Avatar Kuasai Layar, Film Timur Datang Menantang
Di saat banyak film lain memilih geser jadwal demi aman secara box office, Timur justru berdiri tegak dan maju. Avatar sudah lebih dulu tayang sejak Rabu (17/12/2025), dan dikenal sebagai salah satu waralaba film terbesar.
Tapi Timur tidak menghindar dari dominasi film Hollywood pada pekan yang sama. Langkah Uwais Pictures ini pun langsung jadi sorotan, baik oleh penonton maupun pelaku industri film nasional.
Executive Producer Timur, Yentonius Jerriel Ho, menegaskan sejak awal film ini memang tidak dirancang untuk menghindari persaingan besar.
"Kami sadar sepenuhnya siapa yang kami hadapi. Avatar adalah film raksasa dunia. Tapi Timur dibuat bukan untuk bersembunyi. Film Indonesia harus berani berdiri sejajar di layar yang sama," kata Yentonius dalam siaran persnya, Jumat (19/12/2025).
Menurutnya, duel layar antara Timur dan Avatar bukan cuma soal bisnis, tapi juga soal mental industri film Indonesia.
"Kalau setiap film Hollywood datang kita selalu menyingkir, maka kita menyerahkan layar kita sendiri. Timur adalah pesan bahwa karya anak bangsa tidak inferior," tegasnya.
Timur juga menjadi penanda penting dalam karier Iko Uwais, yang untuk pertama kalinya duduk di kursi sutradara film panjang. Tak cuma di balik layar, Iko juga tampil sebagai pemeran utama, membawa ciri khas aksi fisikal yang selama ini jadi kekuatannya di film internasional.
Timur menawarkan film aksi Indonesia dengan koreografi pertarungan intens, visual sinematik modern, dan cerita heroik yang berakar kuat pada nilai perjuangan dan nasionalisme.
"Kita ini lahir dari rahim pejuang. Semangatnya jelas: maju terus, pantang mundur. Timur bukan hanya film, tapi simbol perlawanan sinema Indonesia terhadap dominasi Hollywood," ujar Yentonius.
Produser Ryan Santoso mengakui keputusan tayang barengan Avatar adalah risiko besar yang tidak semua rumah produksi berani ambil.
"Avatar itu IP raksasa, proyek mega dengan budget yang mungkin seratus kali lipat film Indonesia. Wajar banyak yang tidak berani melawan," ujar Ryan.

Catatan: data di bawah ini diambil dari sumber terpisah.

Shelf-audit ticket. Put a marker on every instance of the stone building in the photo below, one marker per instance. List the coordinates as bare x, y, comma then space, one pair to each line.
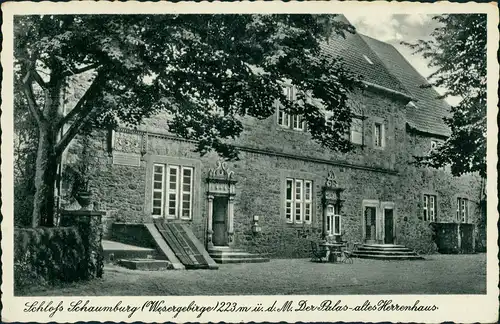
286, 189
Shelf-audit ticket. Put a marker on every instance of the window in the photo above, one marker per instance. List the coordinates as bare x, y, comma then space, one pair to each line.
378, 135
356, 132
462, 210
367, 59
172, 191
286, 120
433, 145
333, 220
430, 208
298, 201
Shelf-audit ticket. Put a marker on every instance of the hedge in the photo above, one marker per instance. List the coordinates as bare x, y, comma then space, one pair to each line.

Meski begitu, Ryan menilai keterbatasan bukan alasan untuk mundur, apalagi Timur hadir dengan semangat kolektif dan dukungan besar terhadap perfilman nasional.
"Ibarat perang, cukup dengan bambu runcing. Kami tidak akan mundur dalam memperjuangkan kedaulatan perfilman nasional. Dari Indonesia, untuk dunia," tegasnya.